A U.S. District Court Judge has handed HBCU student-athletes a small victory denying the NCAA’s motion to dismiss, in part ruling the claims by two former student-athletes can move forward.
The case, filed last year, claims the NCAA’s Academic Performance Program (APP), designed to improve student-athlete performance, is racially discriminatory and the NCAA knew it but enforced it anyway. The suit also alleges the APP undermined the HBCU mission to serve underserved Black communities.
According to HBCU Gameday, U.S. District Court Judge Richard Young denied the NCAA’s motion to dismiss, in part, allowing the suit brought by Troyce Manassa and Austin Dasent, who alleged unequal treatment and injuries caused by the NCAA’s intentionally-created unequal system.
The pair also alleges the APP system denies HBCU athletes privileges and benefits enjoyed by their peers at predominantly white colleges and universities including unequal access to scouting, career and other opportunities. Additionally, Manassa and Dasent claimed the APP system caused them emotional harm, humiliation, embarrassment and degradation.
The court further ruled that the pair’s claims should not be considered untimely because the plaintiff’s did not discover the discriminatory purpose of the APP until just before filing the suit.
“The NCAA knew that the APP would negatively affect Black student athletes at HBCUs,” Austin Dasent, plaintiff and a former member of the Savannah State University men’s basketball team said in the suit. “You can’t keep moving the goalposts and call it reform when, at the end of the day, Black student-athletes at HBCUs are not given the same tools and opportunities to succeed even before we hit the fields and courts.”
Judge Young did dismiss the plaintiff’s claims against the NCAA Board of Directors and the NCAA’s Division I Board of Directors.
Manassa and Dasent are trying to turn their suit into a class action.
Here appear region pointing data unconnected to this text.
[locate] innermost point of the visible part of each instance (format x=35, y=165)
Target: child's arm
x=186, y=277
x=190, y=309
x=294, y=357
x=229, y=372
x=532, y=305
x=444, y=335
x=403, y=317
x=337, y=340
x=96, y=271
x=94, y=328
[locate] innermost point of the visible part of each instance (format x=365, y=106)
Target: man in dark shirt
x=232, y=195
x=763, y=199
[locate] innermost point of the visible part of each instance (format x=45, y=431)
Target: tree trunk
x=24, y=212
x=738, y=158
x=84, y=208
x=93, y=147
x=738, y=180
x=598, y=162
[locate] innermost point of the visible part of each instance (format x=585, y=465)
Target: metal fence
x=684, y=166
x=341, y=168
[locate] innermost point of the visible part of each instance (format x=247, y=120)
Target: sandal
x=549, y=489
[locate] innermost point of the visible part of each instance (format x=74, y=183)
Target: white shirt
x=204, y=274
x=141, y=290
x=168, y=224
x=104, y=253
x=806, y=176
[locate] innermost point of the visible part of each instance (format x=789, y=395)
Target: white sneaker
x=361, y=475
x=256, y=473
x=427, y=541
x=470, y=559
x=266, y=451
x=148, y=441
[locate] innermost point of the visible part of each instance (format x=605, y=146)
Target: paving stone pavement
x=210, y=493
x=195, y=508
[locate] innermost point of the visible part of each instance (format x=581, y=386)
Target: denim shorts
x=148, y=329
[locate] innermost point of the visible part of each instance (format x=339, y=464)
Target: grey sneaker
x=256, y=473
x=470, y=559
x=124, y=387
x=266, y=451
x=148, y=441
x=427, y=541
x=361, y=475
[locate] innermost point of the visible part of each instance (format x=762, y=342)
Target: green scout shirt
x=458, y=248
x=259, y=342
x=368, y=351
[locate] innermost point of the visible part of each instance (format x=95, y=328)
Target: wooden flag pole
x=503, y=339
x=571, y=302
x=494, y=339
If the case gets certified, it would represent the hundreds of HBCU athletes that have been negatively affected by the program.
Despite the coronavirus pandemic affecting all HBCU sports last year, several teams had successful seasons. The North Carolina A&T track teams won the NCAA men’s and women’s track and field national championships and sent nearly a dozen athletes to the summer Olympics. Sprinters Trevor Stewart and Randolph Ross Jr. became the first N.C. A&T athletes to win Olympic medals, bringing home two golds and a bronze.
Meanwhile Texas Southern and Norfolk State both made the NCAA Men’s Basketball Tournament and won their First Four games. Texas Southern defeated Mount St. Mary’s and Norfolk State defeated Appalachian State University.
According to the Undefeated, the three schools gained nearly $1 billion in exposure due to what their athletes accomplished.